Ousting Philip Green’s lawyers because of an alleged conflict of interest was a “tactical move” move to hinder his bid for Marks and Spencer, according to the law firm that was removed.

Freshfields Bruckhaus Deringer hit back at the tactics used to force them to stand down, insisting that not a word of confidential information was revealed to the retail entrepreneur’s consortium.

Hugh Crisp, Freshfields chief executive, said: “The only thing we’re really concerned about is that there is no suggestion that we gave confidential information – or ever would have given it – to Philip Green’s consortium. Any lawyer that did that would lose his job and his career.”

The firm will now miss out on fees for the bid that could have run into millions.

M&S had expressed concerns that Freshfields’ previous work for the retailer, especially its advice on an employment contract for George Davis, designer of its Per Una clothing range, would put it in possession of sensitive information that could be directly relevant to the bid.

A high court judge ruled that the potential conflict was so serious that Chinese walls would not be seen as appropriate to overcome the conflict.

Freshfields was forced to step aside when the Court of Appeal agreed.

But, speaking after they had ceased work on the bid, the lawyers said they had gone through their normal conflicts process and were still convinced there was no conflict.
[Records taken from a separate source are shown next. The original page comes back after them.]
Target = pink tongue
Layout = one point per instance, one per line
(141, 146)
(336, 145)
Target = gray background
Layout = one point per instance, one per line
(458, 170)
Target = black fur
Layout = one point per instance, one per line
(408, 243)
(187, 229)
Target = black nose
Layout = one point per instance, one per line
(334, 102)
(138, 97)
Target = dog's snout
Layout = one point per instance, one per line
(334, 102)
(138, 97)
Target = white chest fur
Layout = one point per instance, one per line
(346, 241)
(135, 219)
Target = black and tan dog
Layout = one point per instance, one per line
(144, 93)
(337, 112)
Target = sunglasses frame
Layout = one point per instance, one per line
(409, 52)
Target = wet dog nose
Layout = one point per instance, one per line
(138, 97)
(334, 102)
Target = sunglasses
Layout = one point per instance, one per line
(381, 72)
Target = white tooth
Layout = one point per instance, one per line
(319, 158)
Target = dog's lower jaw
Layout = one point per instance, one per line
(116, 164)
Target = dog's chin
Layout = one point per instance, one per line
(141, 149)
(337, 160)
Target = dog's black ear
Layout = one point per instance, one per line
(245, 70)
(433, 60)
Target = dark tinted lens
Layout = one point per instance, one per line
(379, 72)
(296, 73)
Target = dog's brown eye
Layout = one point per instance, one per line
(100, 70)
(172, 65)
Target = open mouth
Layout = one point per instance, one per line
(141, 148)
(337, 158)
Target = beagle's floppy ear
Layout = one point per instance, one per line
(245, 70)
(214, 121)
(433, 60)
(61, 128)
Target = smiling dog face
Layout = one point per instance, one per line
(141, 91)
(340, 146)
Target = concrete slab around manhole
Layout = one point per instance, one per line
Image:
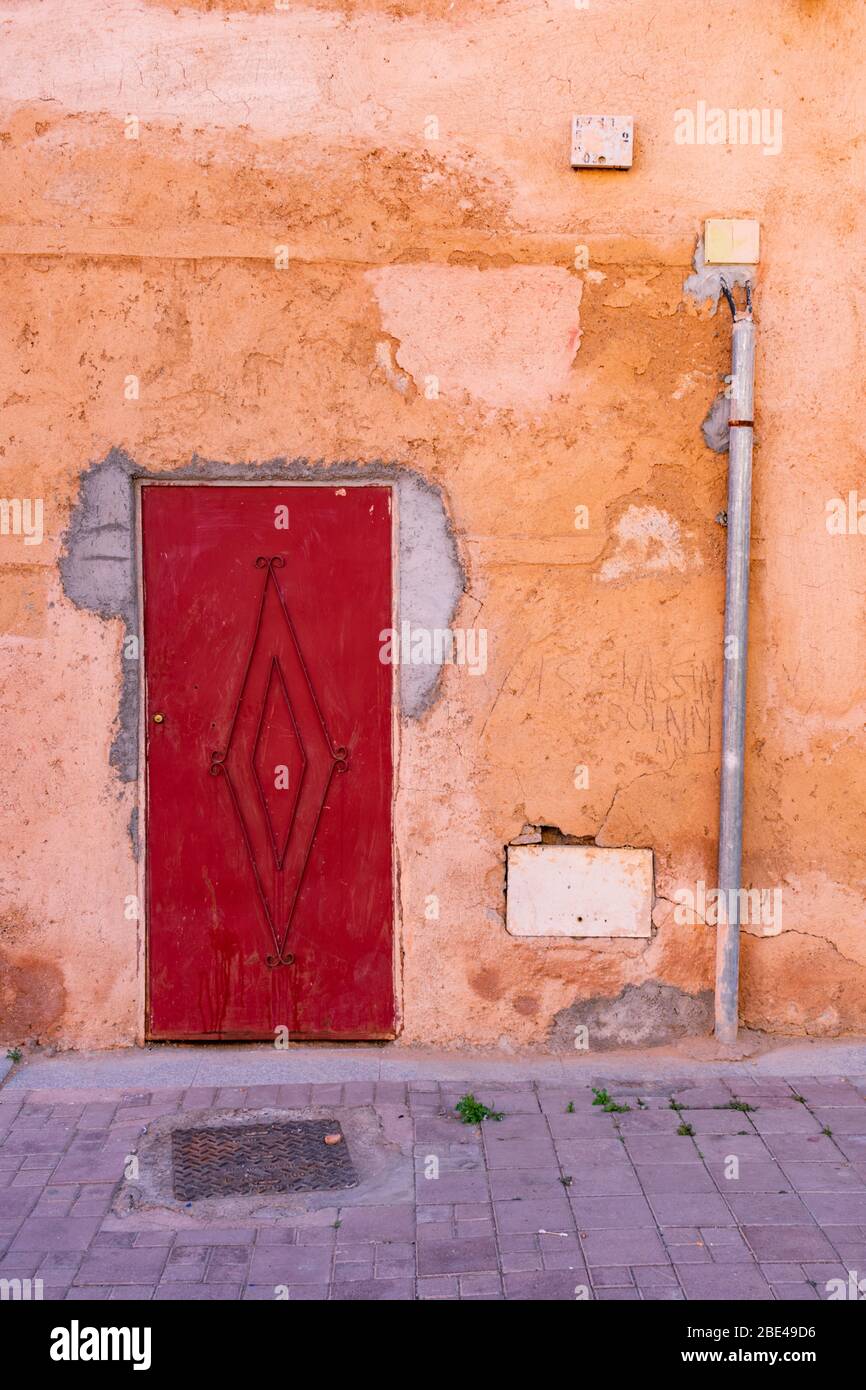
(376, 1153)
Barry O’Brien, who led the bid team, said he never had knowledge of any details of the employment contract and the firm would have needed a “crystal ball” to realise when it took on the job that the contract would be considered so central to the offer.

He said his team was “very disappointed” to be off the bid and an air of “gallows humour” had descended on his team since losing the work.

Rather than the lost fees, the firm said it was most concerned that its integrity had been challenged and its assurance that no confidential information would or had passed was not enough to satisfy Slaughter and May, M&S’s lawyers.

Because the court accepted that the firm had always acted in good faith, Mr Crisp said that had left the firm feeling it was the victim of a tactical move to remove Mr Green’s first-choice advisers.